百勿訓釈義
2010年 08月 04日
はしがきの部分には、漢文で、余はすでに老いて命がまさに尽きようとしているので、この「訓」をもってわが子や孫や門弟に示し、修身処世に過ちなきことを願うとあり、昭和8年月、第34世長昭と記され、源長昭の大きな印鑑が捺されています。
それは、「君恩を忘るること勿れ」からはじまって、「修省して疚(やま)しきこと勿れ」まで、実に100個の「勿れ」が漢文で書かれ、1つ1つ注釈がつけられています。出典も注も全く付されていませんので、全部を著者自身が創作したものと思われます。
戦前の昭和8年の時代を考えますと、忠君愛国の精神と日本の淳風美俗論が中心におかれ、孔子・孟子の儒教の教えが基本にあることは明らかです。それは、仁・義・禮・智・信(5常の徳)を、父子・君臣・夫婦・長幼・朋友(5倫)の関係に及ぼすという趣旨のものですが、百勿のなかから、参考までにそのごく一部の項目をあげておきます。

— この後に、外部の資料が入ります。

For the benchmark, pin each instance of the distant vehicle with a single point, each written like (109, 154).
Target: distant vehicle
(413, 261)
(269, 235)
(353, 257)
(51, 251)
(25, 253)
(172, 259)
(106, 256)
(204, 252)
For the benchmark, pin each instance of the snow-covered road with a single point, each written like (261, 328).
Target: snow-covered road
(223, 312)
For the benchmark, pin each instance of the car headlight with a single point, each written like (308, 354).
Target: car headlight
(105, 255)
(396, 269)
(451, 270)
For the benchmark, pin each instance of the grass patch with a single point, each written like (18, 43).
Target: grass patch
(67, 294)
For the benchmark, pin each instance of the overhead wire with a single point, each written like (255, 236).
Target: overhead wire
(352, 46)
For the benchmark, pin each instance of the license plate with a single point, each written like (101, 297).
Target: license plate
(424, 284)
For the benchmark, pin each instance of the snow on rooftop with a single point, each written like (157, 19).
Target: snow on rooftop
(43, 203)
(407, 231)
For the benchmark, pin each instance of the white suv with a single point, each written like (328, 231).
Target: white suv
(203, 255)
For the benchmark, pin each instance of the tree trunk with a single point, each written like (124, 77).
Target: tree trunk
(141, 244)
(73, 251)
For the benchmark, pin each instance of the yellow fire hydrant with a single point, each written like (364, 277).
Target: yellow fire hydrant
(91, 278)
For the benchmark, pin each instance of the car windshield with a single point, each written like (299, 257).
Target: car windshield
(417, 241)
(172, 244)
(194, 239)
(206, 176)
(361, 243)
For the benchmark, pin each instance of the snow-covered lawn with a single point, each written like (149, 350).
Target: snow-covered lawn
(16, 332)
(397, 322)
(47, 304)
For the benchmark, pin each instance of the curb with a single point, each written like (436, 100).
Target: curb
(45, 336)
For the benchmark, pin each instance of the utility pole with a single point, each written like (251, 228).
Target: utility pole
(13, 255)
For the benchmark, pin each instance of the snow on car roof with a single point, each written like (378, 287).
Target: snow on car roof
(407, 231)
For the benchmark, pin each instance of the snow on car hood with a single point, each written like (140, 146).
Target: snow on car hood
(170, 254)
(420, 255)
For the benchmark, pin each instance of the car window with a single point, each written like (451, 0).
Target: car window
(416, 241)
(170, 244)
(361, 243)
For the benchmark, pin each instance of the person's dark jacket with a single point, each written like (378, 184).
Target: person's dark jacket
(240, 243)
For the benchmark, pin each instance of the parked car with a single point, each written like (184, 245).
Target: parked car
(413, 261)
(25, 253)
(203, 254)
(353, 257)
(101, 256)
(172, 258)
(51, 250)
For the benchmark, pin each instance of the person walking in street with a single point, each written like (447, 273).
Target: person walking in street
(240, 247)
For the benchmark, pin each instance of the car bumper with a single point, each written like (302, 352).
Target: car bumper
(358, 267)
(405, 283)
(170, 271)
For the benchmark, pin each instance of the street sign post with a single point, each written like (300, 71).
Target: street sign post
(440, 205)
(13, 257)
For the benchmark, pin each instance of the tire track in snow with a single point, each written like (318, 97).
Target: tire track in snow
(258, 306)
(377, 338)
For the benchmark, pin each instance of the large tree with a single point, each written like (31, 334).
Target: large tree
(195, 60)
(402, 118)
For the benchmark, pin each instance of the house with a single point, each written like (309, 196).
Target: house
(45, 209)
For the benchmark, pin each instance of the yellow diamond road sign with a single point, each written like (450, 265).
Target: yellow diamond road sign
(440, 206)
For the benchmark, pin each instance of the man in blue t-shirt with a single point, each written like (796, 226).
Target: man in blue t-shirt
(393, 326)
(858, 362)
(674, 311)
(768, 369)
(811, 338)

「知らざるを言うこと勿れ」(浅学にして自ら知らざることを、物知り顔に言うのは、人を誤り又自己を欺くものである。言は慎みていやしくもすべきはない)。
「人に問ふを愧(は)つること勿れ」(己のしらざることは之を問ひてこそ、己の智を増し一生の恥を免れ、問ふを愧(はつ)かしと思ひて已むのは一生の恥をのこすのである)。
「恭謙にして傲なること勿れ」(人に対して恭しく禮を失はず、謙遜を旨として傲(おご)らむは、人の美徳である)。
「学ひて世に後(おく)るること勿れ」(時代の進運は1日も停止せず、常に修養を怠らず之に伴ふて行かねば、世に用なき過去の人となるべし)。以下略。